Note that in this example the resolver arrived at an authoritative answer. However, any of the queried
servers may have had the requested records cached, in which case the resolution process may have
terminated earlier with a non-authoritative answer.
3
2.2 Communications and the Client-Server Paradigm
You may assume all communication is over UDP/IPv4 and all DNS servers will use port 53, as
highlighted in Figure 1.
You may also note from the figure that the client port is marked as “OS”. This is to indicate that it
should be allocated automatically by the operating system. Meanwhile the resolver port for
communicating with clients is marked as “CL”. This is to indicate that it should be specified as a
command-line argument. This is because the client will need to initiate communication with the
resolver, and therefore the resolver will need to be listening on a known port. The resolver in this
situation is the “server” in the “client-server paradigm”. The resolver however does not need to know
the client’s port in advance, as it will learn it upon receiving a query and store this information, along
with the client’s IP address, to correctly address the response.
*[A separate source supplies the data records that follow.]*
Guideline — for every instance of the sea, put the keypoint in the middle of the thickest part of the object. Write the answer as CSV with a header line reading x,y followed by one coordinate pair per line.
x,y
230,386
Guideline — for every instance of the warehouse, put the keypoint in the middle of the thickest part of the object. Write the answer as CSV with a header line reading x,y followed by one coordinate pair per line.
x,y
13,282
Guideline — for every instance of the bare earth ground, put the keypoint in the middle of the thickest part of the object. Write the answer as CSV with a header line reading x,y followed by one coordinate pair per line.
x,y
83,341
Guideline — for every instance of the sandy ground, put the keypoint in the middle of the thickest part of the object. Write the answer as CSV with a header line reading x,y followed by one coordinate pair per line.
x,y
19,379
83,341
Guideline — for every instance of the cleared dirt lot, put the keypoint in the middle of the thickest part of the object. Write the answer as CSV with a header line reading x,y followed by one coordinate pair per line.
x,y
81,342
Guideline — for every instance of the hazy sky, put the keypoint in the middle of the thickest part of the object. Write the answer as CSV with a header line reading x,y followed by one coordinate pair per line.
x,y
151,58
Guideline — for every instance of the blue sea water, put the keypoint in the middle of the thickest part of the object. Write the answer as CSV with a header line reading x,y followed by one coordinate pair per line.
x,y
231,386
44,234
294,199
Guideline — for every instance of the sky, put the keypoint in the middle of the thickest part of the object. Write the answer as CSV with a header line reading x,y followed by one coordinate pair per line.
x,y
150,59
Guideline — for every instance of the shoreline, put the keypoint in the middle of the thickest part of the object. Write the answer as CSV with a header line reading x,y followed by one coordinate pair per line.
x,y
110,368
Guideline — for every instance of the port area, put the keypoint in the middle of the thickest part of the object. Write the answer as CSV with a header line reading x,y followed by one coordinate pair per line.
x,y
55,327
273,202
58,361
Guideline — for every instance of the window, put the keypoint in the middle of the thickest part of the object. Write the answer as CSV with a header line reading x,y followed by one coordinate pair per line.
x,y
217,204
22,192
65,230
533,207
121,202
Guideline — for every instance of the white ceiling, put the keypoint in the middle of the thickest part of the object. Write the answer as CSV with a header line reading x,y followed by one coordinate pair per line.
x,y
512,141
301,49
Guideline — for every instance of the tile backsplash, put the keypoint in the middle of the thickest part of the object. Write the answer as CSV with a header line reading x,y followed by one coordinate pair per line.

Conversely the resolver assumes the role of “client” for resolver-DNS communications. As such, the
resolver does not need a known port to perform the query resolution, so it should be allocated
automatically by the operating system. The name servers will learn the resolver port and IP address
upon receiving a query, and similarly store this information to correctly address the response.
2.3 Client Operation
The client will be executed from the command-line. The client should minimally allow for the
following command-line arguments:
• resolver_ip: the IP address of the host on which the resolver is running. If the client and
resolver are running on the same host then this should be the loopback address, 127.0.0.1.
• resolver_port: the port on which the resolver is listening. This should match the port
argument given to the resolver at run-time.
• name: the name of the resource record that is to be looked up.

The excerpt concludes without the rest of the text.